Dalil lain adalah firman Allah, Yang mendengarkan perkataan lalu mengikuti apa yang paling baik. Qs. Az-Zumar [39]: 18
Mereka perlu membuktikan bahwa kecenderungan jiwa itu termasuk perkataan, lalu baru dilihat apakah ia termasuk sebaik-baik perkataan?
Kemudian kita menentang al istihsan ini; bahwa akal kita cenderung menolaknya dan memandang bahwa itu bukanlah hujjah, sebab yang disebut
hujjah hanyalah dalil-dalil syariat. Hal ini juga melazimkan bolehnya al istihsan dari orang awam yang
tidak mempunyai ilmu sama sekali, jika sebuah hukum itu bisa ditetapkan hanya dengan kecenderungan jiwa dan kesenangan nafsu. Ini termasuk hal
yang mustahil karena bertentangan dengan syariat, lebih-lebih dengan menjadikannya sebagai salah satu dalil.
Adapun dalil kedua, tidak bisa dijadikan sebagai hujjah argumen karena beberapa sebab berikut ini:
1. Secara zhahir, dalil tersebut menunjukkan bahwa apa yang dianggap
baik oleh kaum muslim adalah baik, dan umat ini tidak akan bersepakat atas kebatilan. Jadi, kesepakatan mereka atas baiknya sesuatu
menunjukkan bahwa sesuatu itu baik menurut pandangan syariat, karena ijma merupakan salah satu dalil syariat. Hadits ini adalah dalil
untuk membatalkan pendapat kalian. 2.
Hadits tersebut merupakan hadits ahad, maka tidak bisa dijadikan hujjah dalam masalah yang qath’i.
3. Seandainya yang dimaksud adalah bukan mereka yang termasuk
ahli ijma, berarti telah me-Zazzm-kan adanya al istihsan dari kalangan orang awam, padahal itu salah secara ijma. Tidak bisa
dikatakan: Yang dimaksud adalah al istihsan dari kalangan ahli ijthad, karena kita berpendapat bahwa hal ini telah meninggalkan
sesuatu yang ditunjukkan oleh zhahir hadits. Jadi, batallah pengambilan dalil dengan cara ini. Lagipula, tidak ada faidahnya
menambahkan syarat ijtihad dalam hal ini, karena pada kenyataannya orang yang bisa melakukan al istihsan tidak terhitung
banyaknya, maka untuk apa ada syarat ijtihad? Jika dikatakan: Disyaratkan hal itu untuk mengantisipasi adanya
penyelewengan atas dalil-dalil syara yang dilakukan oleh orang awam yang tidak tahu sama sekali.
Maka jawabannya: Yang pasti, dalam hal ini al istihsan bersumber dari dalil. Buktinya adalah: para sahabat telah membatasi hukum-hukum
mereka, yang hanya berkisar pada mengikuti dalil-dalil yang ada dan memahami maksud-maksud syariat.
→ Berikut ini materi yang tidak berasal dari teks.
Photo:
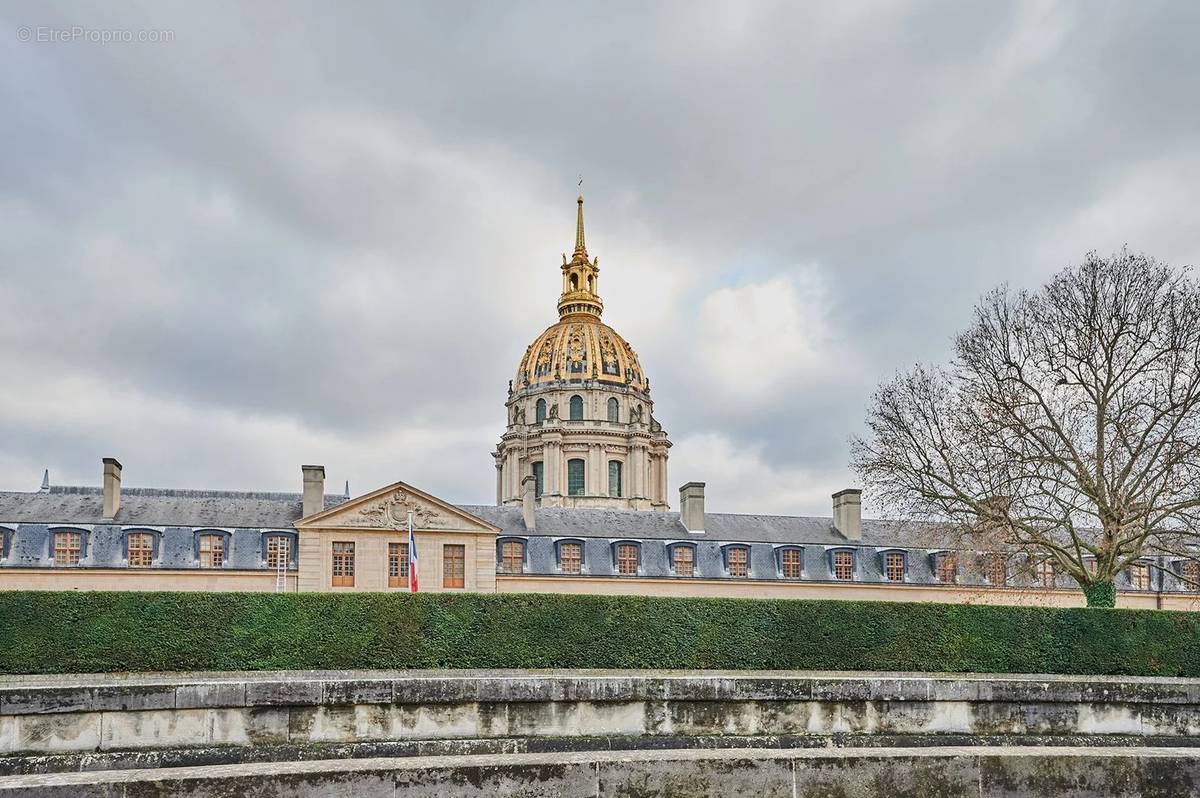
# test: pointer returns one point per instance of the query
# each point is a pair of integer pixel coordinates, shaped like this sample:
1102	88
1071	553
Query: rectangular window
615	478
211	551
997	569
683	558
343	564
513	557
67	547
738	559
454	565
141	549
279	551
1191	574
627	559
844	565
397	565
575	478
1044	573
539	479
790	563
947	568
570	558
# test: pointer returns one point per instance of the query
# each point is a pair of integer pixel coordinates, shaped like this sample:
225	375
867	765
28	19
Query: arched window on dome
575	478
615	479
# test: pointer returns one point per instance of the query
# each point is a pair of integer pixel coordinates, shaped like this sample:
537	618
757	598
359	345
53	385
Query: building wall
131	579
371	559
779	589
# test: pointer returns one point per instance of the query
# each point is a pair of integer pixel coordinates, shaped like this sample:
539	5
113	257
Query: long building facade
581	507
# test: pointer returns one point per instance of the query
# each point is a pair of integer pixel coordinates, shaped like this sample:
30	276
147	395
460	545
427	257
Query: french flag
412	556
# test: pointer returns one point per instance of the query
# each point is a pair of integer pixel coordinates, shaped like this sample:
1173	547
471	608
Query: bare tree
1066	425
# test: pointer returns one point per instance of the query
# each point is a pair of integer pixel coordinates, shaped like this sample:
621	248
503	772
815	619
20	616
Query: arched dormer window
69	546
682	557
141	547
211	547
510	555
737	559
843	564
894	564
569	555
627	557
790	562
279	547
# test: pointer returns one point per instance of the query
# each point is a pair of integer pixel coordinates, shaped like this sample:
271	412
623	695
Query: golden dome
580	347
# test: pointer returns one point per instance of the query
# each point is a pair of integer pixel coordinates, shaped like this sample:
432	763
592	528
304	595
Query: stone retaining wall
75	714
862	773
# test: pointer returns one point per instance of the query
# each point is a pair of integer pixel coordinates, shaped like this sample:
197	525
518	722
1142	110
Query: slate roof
156	508
558	522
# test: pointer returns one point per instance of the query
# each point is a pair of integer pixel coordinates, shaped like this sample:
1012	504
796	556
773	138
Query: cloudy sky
295	233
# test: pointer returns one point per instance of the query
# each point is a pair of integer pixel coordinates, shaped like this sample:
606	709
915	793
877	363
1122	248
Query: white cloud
756	339
739	479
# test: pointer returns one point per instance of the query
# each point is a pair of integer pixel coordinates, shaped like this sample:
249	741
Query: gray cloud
303	233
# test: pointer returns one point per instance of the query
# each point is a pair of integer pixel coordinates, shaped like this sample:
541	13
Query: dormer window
628	558
511	557
683	559
211	549
570	557
1139	576
67	547
841	564
791	562
946	567
894	565
139	549
737	561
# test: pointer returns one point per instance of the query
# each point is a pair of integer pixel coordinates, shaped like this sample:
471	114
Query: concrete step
945	772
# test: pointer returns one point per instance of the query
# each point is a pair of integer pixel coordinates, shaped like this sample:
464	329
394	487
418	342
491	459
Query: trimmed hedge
82	633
Intinya adalah, ketergantungan seorang pelaku bidah dengan hal-hal semacam ini merupakan sebuah ketergantungan dengan sesuatu yang tidak
ada manfaatnya sama sekali. Akan tetapi dalam bidah-bidah tertentu mereka mungkin menggantungkannya dengan syubhat-syubhat yang insya Allah akan
kami sebutkan nanti, sedangkan sebagiannya telah kami jelaskan.